Ele havia ingerido álcool forçado pelos “colegas” veteranos.

A tragédia fez com que os anos seguintes tivessem trotes mais leves.

Alguns cursos, especialmente de humanas, passaram a fazer o “trote solidário”, em que o calouro era convidado a fazer um trabalho social. Não havia tintas, cabelo raspado e nem humilhação pública.

Isso é comum em países como os Estados Unidos.

Lá, os calouros costumam ser recebidos por veteranos-tutores, que se ocupavam de orientá-los sobre moradia, alimentação, lugares para estudar e, claro, festas.

VAI E VOLTA

Por aqui, a onda dos trotes violentos vai e volta.

Em 2012, meu colga Marcelo Soares mapeou os trotes que chamou de “imbecis”.

Neste ano, voltou com força e trouxe relatos de calouros amarrados a postes, por exemplo.

Sigo sem entender.

Por que exatamente ainda fazemos trote?

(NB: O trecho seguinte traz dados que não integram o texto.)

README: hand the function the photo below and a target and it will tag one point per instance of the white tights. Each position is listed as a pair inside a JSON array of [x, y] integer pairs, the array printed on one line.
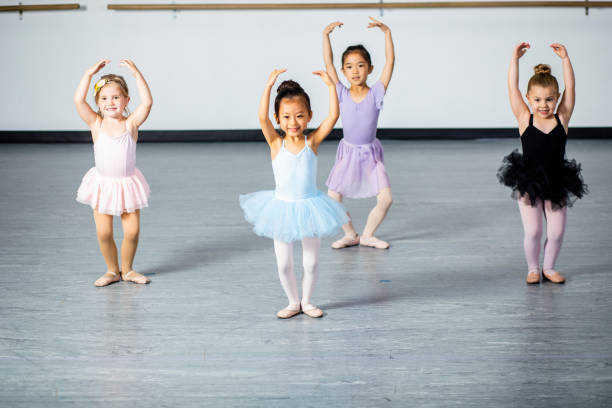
[[310, 261], [532, 225]]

E por que aceitamos essa cultura de humilhação pública e de bullying coletivo?
   
Proponho uma campanha contra os trotes violentos do ponto de vista individual (do aluno) e institucional (das universidades).
 
Vamos nessa?

 

Comentários

  1. o que se vê claramente são atos criminosos que deveriam ser tratados como tal. Trote é apenas o nome usado para disfarçar as ações criminosas e parece que tem dado certo para os autores.

  2. O Brasil é um povo ainda em formação, há muito gargalos mal resolvidos dentro de nós e eles estão aí pelo ar. Vez ou outra se solidificam com mais ou menos intensidade. São coisa que estão vagando aí desde a época do império.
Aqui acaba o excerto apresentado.